Marine bacteria exhibit a bipolar distribution

Abstract

The microbial cosmopolitan dispersion hypothesis often invoked to explain distribution patterns driven by high connectivity of oceanographic water masses and widespread dispersal ability has never been rigorously tested. By using a global marine bacterial dataset and iterative matrix randomization simulation, we show that marine bacteria exhibit a significantly greater dispersal limitation than predicted by our null model using the "everything is everywhere" tenet with no dispersal limitation scenario. Specifically, marine bacteria displayed bipolar distributions (i.e., species occurring exclusively at both poles and nowhere else) significantly less often than in the null model. Furthermore, we observed fewer taxa present in both hemispheres but more taxa present only in a single hemisphere than expected under the null model. Each of these trends diverged further from the null expectation as the compared habitats became more geographically distant but more environmentally similar. Our meta-analysis supported a latitudinal gradient in bacterial diversity with higher richness at lower latitudes, but decreased richness toward the poles. Bacteria in the tropics also demonstrated narrower latitudinal ranges at lower latitudes and relatively larger ranges in higher latitudes, conforming to the controversial macroecological pattern of the "Rapoport rule." Collectively, our findings suggest that bacteria follow biogeographic patterns more typical of macroscopic organisms, and that dispersal limitation, not just environmental selection, likely plays an important role. Distributions of microbes that deliver critical ecosystem services, particularly those in polar regions, may be vulnerable to the same impacts that environmental stressors, climate warming, and degradation in habitat quality are having on biodiversity in animal and plant species.

Fig. 1.

Sampling locations of 277 marine epipelagic bacterial communities from the Arctic, Atlantic, Pacific, and Southern oceans spanning latitudes 72.4°N to 75.6°S. Samples include ones from the International Census of Marine Microbes and Palmer Station in Antarctica as part of the Microbial Inventory Research Across Diverse Aquatic Long Term Ecological Research Sites project.

Fig. 2.

Nonrandom global biogeographical patterns of marine epipelagic bacteria. (A) A schematic illustration of the bipolar taxon distribution, where taxa occur only above the subtropics on both sides of the equator.
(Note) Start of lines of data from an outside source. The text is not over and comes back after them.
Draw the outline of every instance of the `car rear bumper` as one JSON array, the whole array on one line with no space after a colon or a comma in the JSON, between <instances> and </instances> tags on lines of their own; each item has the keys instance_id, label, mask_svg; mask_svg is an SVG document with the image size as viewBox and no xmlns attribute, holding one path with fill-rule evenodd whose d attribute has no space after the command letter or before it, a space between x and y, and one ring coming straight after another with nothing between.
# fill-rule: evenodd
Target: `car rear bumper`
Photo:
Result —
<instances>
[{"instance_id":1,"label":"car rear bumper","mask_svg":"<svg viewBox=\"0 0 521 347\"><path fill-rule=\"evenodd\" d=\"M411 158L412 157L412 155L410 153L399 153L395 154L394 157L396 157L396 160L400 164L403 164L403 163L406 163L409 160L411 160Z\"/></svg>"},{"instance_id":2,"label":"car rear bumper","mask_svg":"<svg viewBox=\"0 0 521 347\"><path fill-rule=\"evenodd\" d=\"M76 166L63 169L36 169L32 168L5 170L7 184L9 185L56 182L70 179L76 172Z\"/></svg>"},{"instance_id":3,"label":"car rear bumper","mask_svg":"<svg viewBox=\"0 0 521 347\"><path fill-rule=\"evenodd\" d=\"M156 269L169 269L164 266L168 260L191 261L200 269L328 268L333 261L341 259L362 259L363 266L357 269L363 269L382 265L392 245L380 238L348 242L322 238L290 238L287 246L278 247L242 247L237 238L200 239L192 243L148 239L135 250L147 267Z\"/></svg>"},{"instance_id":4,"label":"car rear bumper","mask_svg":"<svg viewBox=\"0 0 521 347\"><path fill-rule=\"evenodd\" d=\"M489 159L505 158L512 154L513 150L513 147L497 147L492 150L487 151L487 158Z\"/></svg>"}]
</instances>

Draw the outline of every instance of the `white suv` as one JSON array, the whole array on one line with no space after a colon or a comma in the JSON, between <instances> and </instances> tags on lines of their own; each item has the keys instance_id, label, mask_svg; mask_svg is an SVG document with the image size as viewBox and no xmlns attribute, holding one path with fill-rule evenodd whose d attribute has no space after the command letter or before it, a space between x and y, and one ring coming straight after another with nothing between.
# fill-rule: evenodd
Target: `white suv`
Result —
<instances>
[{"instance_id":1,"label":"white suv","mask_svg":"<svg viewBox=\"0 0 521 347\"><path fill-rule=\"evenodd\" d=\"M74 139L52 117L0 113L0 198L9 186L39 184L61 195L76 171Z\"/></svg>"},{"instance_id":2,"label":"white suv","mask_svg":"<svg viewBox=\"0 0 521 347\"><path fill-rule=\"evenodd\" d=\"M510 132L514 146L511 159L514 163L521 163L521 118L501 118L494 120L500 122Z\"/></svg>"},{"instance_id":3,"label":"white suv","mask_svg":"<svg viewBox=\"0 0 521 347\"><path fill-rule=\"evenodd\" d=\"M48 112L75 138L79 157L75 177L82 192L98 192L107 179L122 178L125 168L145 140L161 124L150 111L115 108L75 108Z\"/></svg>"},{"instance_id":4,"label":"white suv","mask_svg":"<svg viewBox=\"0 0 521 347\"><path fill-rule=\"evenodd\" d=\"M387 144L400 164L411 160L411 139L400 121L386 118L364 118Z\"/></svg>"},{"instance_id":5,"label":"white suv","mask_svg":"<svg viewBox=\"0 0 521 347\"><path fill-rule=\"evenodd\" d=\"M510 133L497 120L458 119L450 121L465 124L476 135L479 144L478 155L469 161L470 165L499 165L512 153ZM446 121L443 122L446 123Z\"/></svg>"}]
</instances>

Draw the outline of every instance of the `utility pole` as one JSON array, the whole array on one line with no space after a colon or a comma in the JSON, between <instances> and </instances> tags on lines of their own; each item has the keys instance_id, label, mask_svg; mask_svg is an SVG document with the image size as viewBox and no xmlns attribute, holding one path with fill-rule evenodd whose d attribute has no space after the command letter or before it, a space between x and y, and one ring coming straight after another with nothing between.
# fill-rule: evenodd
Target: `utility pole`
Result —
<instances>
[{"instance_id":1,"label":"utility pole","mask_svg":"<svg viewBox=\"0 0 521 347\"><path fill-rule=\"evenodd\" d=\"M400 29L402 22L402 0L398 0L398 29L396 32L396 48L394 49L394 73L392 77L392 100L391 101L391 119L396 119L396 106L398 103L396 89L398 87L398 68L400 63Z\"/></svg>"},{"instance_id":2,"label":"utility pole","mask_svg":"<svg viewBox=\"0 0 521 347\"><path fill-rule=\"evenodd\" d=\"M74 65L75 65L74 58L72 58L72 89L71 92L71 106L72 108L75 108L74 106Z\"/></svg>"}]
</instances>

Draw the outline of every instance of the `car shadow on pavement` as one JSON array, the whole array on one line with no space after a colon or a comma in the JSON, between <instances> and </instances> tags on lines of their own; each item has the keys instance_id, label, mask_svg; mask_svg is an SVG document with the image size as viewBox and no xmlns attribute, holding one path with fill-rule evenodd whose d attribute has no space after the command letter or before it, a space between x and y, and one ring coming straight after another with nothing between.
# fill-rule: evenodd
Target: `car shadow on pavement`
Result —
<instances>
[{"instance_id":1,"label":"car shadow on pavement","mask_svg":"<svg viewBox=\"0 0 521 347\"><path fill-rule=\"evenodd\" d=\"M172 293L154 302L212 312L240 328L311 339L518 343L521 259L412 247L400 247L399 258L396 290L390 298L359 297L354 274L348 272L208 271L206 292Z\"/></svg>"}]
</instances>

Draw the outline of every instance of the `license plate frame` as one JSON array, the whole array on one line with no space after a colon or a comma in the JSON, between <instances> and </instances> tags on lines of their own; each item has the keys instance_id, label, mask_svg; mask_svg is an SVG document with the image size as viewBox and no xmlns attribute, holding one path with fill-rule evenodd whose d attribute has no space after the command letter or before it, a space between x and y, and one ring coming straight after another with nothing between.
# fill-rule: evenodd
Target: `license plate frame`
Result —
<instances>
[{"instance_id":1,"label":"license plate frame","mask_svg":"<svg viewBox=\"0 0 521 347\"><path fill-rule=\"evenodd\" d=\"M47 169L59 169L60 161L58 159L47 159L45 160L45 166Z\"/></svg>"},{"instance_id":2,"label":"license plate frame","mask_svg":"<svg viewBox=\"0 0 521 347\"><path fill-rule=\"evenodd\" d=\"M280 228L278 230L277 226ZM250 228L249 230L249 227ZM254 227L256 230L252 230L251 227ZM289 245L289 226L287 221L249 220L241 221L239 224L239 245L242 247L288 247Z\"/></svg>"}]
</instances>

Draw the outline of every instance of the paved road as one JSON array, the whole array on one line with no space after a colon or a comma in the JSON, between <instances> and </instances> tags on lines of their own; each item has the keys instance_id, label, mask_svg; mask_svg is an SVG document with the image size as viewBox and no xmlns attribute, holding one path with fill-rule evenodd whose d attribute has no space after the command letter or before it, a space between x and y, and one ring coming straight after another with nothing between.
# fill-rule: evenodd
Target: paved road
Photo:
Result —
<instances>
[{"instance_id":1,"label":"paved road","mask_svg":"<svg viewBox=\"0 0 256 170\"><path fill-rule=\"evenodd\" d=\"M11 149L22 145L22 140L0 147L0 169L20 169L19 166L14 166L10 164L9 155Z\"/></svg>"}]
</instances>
Table (Right) compares observed bipolar-distributed taxa vs. expected ones. (B) A schematic illustration of a paired-taxon distribution. The numbers of observed, expected, and the ratio of observed-to-expected paired taxa are shown in the graph (Right). (C) A schematic illustration of a hemisphere-asymmetrical taxon distribution, whereby taxa occur only above a boundary latitude in a selected hemisphere. The numbers of observed, expected, and the ratio of observed-to-expected hemisphere-asymmetrical taxa are shown in the graph (Right). All expected numbers of taxa and P values were obtained from null-simulation (i.e., random-distribution) based matrix randomization processes with 1,000 iterations.

Fig. 3.

A latitudinal gradient in marine epipelagic bacterial diversity. We calculated bacterial richness by using parametric methods implemented in the CatchAll program (44). Pearson correlation r values were between natural log-transformed estimated richness values and absolute latitudes. A similar correlation was obtained with richness estimation with normalized datasets (subsampling to minimum numbers of reads). Our correlation values between latitude and estimated richness were also similar to those from previous amplified ribosomal intergenic spacer analysis results (23) with 100 data points at 57 locations (Pearson r = −0.422).

Fig. 4.

Limited bacterial latitudinal ranges by taxonomic group. Relationship between bacterial latitudinal range sizes and latitude to test conformation to the Rapoport rule. Each point represents a median latitudinal range for each sample with taxa of a given taxonomy (n = numbers of taxa used in the calculation; “slope” indicates slope of linear regression).

Fig. 5.

Limited bacterial temperature ranges by taxonomic group. Relationship between bacterial temperature range sizes and temperature to see if broader mean temperature range sizes were measured in colder locations than in moderate or warmer locations. Each point represents the median temperature range for each dataset with taxa of a given taxonomy (n = numbers of taxa used in the calculation; “slope” indicates slope of linear regression).